Publié le 12 septembre 2008 par Porky

Episode 29

Déprime-sur-Boulot : arrivée

A force de ne rien faire et de laisser le temps passer, le Prince Lexomil vit donc sa cheville désenfler, son entorse se résorber et une ceinture de bourrelets disgracieux apparaître autour de ses hanches. Un matin, après s’être douché, il se regarda dans un miroir et poussa un tel barrissement d’effroi que le médecin-femme-de-ménage-infirmière, pourtant très occupée à laver le carrelage, sursauta si violemment qu’il/elle faillit en renverser son seau. « J’ai grossi ! se lamenta le Prince. Je suis un donjon de graisse et de cholestérol ! Ma bien-aimée ne voudra plus de moi ! »

En fait, notre Prince exagérait beaucoup l’importance du problème. Certes, il avait le teint blafard d’une endive, la musculature de la gélatine et l’estomac d’un buveur de bière, mais son élégance naturelle n’avait nullement été touchée par ces attaques traîtresses de son anatomie. Et il suffisait de quelques jours d’exercice physique pour remettre d’aplomb une séduction qui s’était légèrement affaissée.

Ce fut le discours que lui infligea La lorsqu’elle vint le voir pour prendre de ses nouvelles et qu’elle eut ouï les terribles désagréments dont souffrait Lexomil. D’ailleurs, elle ne fit pas que parler, elle passa à l’acte : obligeant Lexomil à quitter son lit, elle lui fit faire dix tours de jardin en courant, cinquante pompes, ciseaux, pédalages sur le dos de manière à muscler un peu des abdominaux absents. Lorsqu’elle partit, notre fringant Prince ressemblait à un paillasson mouillé mais la graisse commençait à fondre à vue d’œil.

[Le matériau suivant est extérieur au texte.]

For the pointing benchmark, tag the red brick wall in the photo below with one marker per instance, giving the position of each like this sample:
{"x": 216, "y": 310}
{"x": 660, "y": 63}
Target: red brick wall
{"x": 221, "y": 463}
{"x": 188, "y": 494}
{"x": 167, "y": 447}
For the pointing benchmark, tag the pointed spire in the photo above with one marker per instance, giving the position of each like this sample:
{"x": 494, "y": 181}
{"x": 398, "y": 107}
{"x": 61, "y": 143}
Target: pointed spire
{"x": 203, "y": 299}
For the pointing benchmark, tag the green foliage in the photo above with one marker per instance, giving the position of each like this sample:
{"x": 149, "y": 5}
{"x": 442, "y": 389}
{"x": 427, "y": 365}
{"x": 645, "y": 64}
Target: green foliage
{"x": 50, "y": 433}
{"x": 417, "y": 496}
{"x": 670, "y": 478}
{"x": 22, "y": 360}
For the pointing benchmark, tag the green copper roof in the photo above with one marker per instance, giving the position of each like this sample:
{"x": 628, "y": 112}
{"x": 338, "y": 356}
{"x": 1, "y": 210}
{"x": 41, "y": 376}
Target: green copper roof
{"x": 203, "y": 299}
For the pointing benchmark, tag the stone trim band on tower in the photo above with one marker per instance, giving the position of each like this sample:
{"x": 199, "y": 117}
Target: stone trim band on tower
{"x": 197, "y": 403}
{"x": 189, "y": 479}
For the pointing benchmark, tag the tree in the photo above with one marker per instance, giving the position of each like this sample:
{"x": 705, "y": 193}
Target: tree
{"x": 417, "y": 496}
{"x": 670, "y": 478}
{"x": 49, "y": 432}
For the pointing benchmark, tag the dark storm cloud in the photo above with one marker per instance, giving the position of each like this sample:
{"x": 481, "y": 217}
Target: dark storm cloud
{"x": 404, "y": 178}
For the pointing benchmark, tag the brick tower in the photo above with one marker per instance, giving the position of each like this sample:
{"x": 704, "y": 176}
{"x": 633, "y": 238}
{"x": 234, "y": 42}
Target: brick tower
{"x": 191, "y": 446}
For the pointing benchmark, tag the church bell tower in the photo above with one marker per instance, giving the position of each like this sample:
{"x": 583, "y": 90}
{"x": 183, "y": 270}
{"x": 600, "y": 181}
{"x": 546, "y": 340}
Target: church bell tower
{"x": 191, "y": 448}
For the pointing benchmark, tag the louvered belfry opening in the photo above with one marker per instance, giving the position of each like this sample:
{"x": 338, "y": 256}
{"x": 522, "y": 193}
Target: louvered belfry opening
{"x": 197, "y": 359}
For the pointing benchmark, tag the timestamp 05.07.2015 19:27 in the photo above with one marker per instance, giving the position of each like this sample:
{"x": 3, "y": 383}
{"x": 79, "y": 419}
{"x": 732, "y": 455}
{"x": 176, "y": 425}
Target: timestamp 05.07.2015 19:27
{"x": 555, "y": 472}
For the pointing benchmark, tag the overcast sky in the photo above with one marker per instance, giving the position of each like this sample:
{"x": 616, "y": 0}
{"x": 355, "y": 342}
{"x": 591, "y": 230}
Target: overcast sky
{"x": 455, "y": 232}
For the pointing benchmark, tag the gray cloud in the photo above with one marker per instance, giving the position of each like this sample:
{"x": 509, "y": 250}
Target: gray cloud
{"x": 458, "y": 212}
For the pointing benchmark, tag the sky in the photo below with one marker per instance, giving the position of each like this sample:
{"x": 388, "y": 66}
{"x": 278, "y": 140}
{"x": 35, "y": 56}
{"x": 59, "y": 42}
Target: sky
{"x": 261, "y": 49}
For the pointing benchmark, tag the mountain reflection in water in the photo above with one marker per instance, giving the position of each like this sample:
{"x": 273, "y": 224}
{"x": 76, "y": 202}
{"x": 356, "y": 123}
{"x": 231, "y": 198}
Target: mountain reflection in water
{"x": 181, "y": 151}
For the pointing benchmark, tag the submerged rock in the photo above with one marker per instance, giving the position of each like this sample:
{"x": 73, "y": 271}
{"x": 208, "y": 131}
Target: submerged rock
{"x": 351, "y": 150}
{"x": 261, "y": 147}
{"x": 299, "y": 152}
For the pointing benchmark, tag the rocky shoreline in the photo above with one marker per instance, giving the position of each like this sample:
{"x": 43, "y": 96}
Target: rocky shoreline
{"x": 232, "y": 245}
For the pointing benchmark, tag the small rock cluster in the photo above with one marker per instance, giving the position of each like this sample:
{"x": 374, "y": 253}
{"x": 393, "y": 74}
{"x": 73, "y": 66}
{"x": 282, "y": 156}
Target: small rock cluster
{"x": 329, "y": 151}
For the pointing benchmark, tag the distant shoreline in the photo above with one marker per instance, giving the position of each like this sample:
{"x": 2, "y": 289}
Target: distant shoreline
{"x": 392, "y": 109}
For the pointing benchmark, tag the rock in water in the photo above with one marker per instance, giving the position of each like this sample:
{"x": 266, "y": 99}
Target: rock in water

Une semaine plus tard, Lexomil était prêt à reprendre la route de Déprime-sur-Boulot. Alors qu’il préparait son sac, il vit passer devant la fenêtre une silhouette qui ne lui était pas inconnue. Où avait-il déjà vu cette façon de marcher penché en avant ?... Il souleva le rideau crasseux, jeta un coup d’œil à l’extérieur : personne en vue. « J’ai dû rêver, pensa-t-il. Ou avoir une hallucination. Peu importe. » Et il retourna à ses occupations.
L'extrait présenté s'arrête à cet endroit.